You can refresh the cache and reload the entities from Git by selecting the Reload from Git option.
The following pop-up appears to confirm reload of the entities from Git.
The cache status you see in the UI is only indicative of the cache status of the entity being fetched. Entities referenced within the fetched entity may have different cache statuses. For example, the cache status in the pipeline studio corresponds to the cache status of the pipeline. It is possible for referenced remote templates within this pipeline to have a different cache status. If you select Reload from Git, the caches of all the referenced entities are also retrieved and reloaded from Git.
-
Harness clears the cache for any entity that hasn't been fetched from GIT in the previous 30 days.

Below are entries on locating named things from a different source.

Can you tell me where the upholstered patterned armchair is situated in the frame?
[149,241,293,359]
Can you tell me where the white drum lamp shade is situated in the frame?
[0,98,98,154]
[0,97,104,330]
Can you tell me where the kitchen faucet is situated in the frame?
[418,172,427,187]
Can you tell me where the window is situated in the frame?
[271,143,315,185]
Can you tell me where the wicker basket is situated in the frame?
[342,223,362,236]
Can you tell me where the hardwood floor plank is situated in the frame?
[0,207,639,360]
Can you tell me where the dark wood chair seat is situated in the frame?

Any subsequent access (whether through API or UI) will fetch the entity from GIT, update the cache, and return the response.
-
If the UI utilizes caching, the backend uses cached data and never pulls the latest from Git by default.
-
When the cache is unavailable, Harness fetches the latest data from Git, updates the cache, and returns the response.
For example, if you open a remote pipeline whose cache has expired, the backend updates its cache based on the latest Git version.
Caching entities saved on multiple branches
To ensure isolation between caches for different entities for different branches, the cache for each entity is maintained separately for each branch. For example, if you have a stage template saved in separate branches in Git, Harness maintains a separate cache corresponding to each branch for the stage template. When this stage template is encountered during your entity fetch, the cache corresponding to a unique key is requested from the server. The server then looks for a cache with this key and returns the cache (if available).
Committing changes
When you commit changes to an entity that has been cached, Harness displays a warning if the cached version of the entity differs from that in Git. To view the differences, click See What Changed.
You can do one of the following when there are differences:
- Cancel: Retain changes made to the UI. There are no commits pushed to Git.
- Save: Resolve the conflicts and commit your changes in the UI to Git.
Connectivity loss
Customers may be naturally curious as to what may happen in the event of a potential network outage between Harness and the entity repository provider. In this case, there are several scenarios to consider. In general, while the connectivity is broken, Harness will utilize the "locked" cached version of the entity.
Updates to remote entities at the remote entity repo
If autocreation is enabled, the new entities will not be created automatically and will have to be imported manually. Another option would be for customers to recreate the file once the connectivity is fixed. For existing entities, we provide an option to Reload from Git
where customers can manually reload from the repository once the connectivity is fixed.
At a base level, in case the entities .yaml
files are updated on the remote repository while the connection is broken, the webhook event will never reach Harness and the cache that we maintain will never be updated. Customers should be able to see the attempt to reach Harness and a failure to reach Harness within the repo logs.
Updates to remote entities from the Harness UI
If the connectivity is broken, customers will not be able to make changed to the entity locally. The create/edit/delete operation will fail and the cache will not be updated. The following error message may be seen when attempt to make an update. This is because as a part of storing a remote entity, Harness cannot update the remote entity at the repo, resulting in the failure.
Harness Executions (no changes or updates)
For existing entities, if the connectivity is broken, the pipeline will continue running and reference last cache version of the entities during execution. This includes any remote entities that were kept in the remote repo.
Any updates made during the downtime period will not be reflected in the execution. Basically, the cache has an effective "locked" state.